Вид с элитной высотки, как с моисеевой горы, часто вызывает у Эдварда приступ неодолимой тоски: куда все, собственно, идет? Другое дело, что идти надо, всем вместе… но куда? Все вместе уже решили, что пора менять Крошку Цахеса на что-нибудь покрупнее, чтоб сразу откусил пол-Сибири и выжрал Байкал, а то еще русские придут… А если все-таки придут? Дать им по одному гектару комариных болот: осушат, не в первый же раз. А если среди них окажется вдруг философ? Всамделишный, российский, философствующий животом? Его надо немедленно поманить грантом и, ходящего на задних лапах, вывести в двадцатиградусный мороз на Красную площадь, в натянутых на морду трехцветных трусах… и все это снова и снова, снова и снова… Даешь профессиональное заморачивание!.. профессиональный отшиб!.. профессиональную скуку! И самой философии стыдно за свою же вековую любовь к мудрости, оказавшуюся надоедливым приставанием к вещи в себе. И как же после этого не замечать, что Ева – доктор философии с нью-йоркским знаком качества? И это с ее-то неприспособленностью к комфорту мнений. Ева – это граница с вопросительным знаком, опасное приглашение к одиночеству.
18
«Вавилон» закрывают в четыре утра, до первого, в четыре тридцать, поезда, и те, кому негде доночевать, валятся на пол возле дверей, храпя на виду у вооруженного дубинкой омоновца. Странное это время, от полуночи до четырех, неотступно ползущее к своему волчьему часу, когда уже нет ни обязательств перед прошедшим днем, ни надежд на рассвет. Холодно, пусто, тоскливо. Только где-то на запасных путях посвистывают маневрирующие в темноте тепловозы, да изредка грохнет сердитый голос дежурного, разносимый ветром по пустым, сонно затаившимся перронам…

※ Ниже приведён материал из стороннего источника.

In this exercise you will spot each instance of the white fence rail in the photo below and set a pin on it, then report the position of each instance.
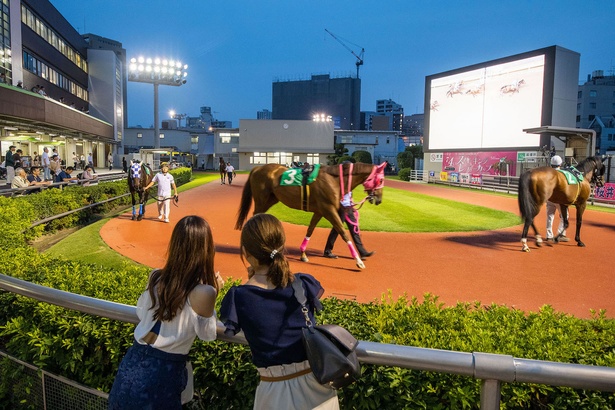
(491, 369)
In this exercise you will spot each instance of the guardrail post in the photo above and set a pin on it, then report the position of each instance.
(492, 369)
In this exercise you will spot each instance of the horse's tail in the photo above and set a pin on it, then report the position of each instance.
(246, 202)
(527, 203)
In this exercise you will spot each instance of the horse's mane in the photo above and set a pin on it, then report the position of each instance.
(589, 164)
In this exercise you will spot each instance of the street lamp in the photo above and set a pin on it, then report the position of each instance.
(157, 71)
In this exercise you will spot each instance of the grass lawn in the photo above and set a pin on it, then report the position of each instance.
(88, 247)
(403, 211)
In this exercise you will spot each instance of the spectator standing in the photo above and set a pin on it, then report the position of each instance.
(88, 174)
(165, 183)
(10, 164)
(36, 160)
(17, 159)
(273, 330)
(35, 179)
(230, 172)
(54, 166)
(65, 175)
(46, 164)
(20, 180)
(176, 307)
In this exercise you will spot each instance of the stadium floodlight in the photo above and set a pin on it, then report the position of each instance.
(157, 71)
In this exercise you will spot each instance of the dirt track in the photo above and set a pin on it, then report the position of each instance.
(483, 266)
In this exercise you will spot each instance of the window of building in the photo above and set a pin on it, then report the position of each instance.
(313, 158)
(258, 158)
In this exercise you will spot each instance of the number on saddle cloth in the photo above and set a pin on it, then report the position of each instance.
(573, 175)
(296, 177)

Около двух ночи стали как будто собираться, ткнули в общепитовскую пепельницу последний окурок, сели, руки в карманы, словно ожидая чьей-то команды встать и уйти. И тут Дима вспоминает наконец о Ване: должно быть уже смотался? Да нет, сидит за тем же, у прохода, столиком, может, даже спит. Позвал. А Ваня уже и сам торопится, чему-то застенчиво и неуверенно улыбаясь, словно обнаружив в этом вавилонском содоме какое-то чудо. Куда это он так прет? И тут ни с того ни с сего Ева машет ему рукой, будто о чем-то с ним договорившись, встает, идет навстречу… сходу берет его под руку, ведьма… Это она так со всеми, запросто?!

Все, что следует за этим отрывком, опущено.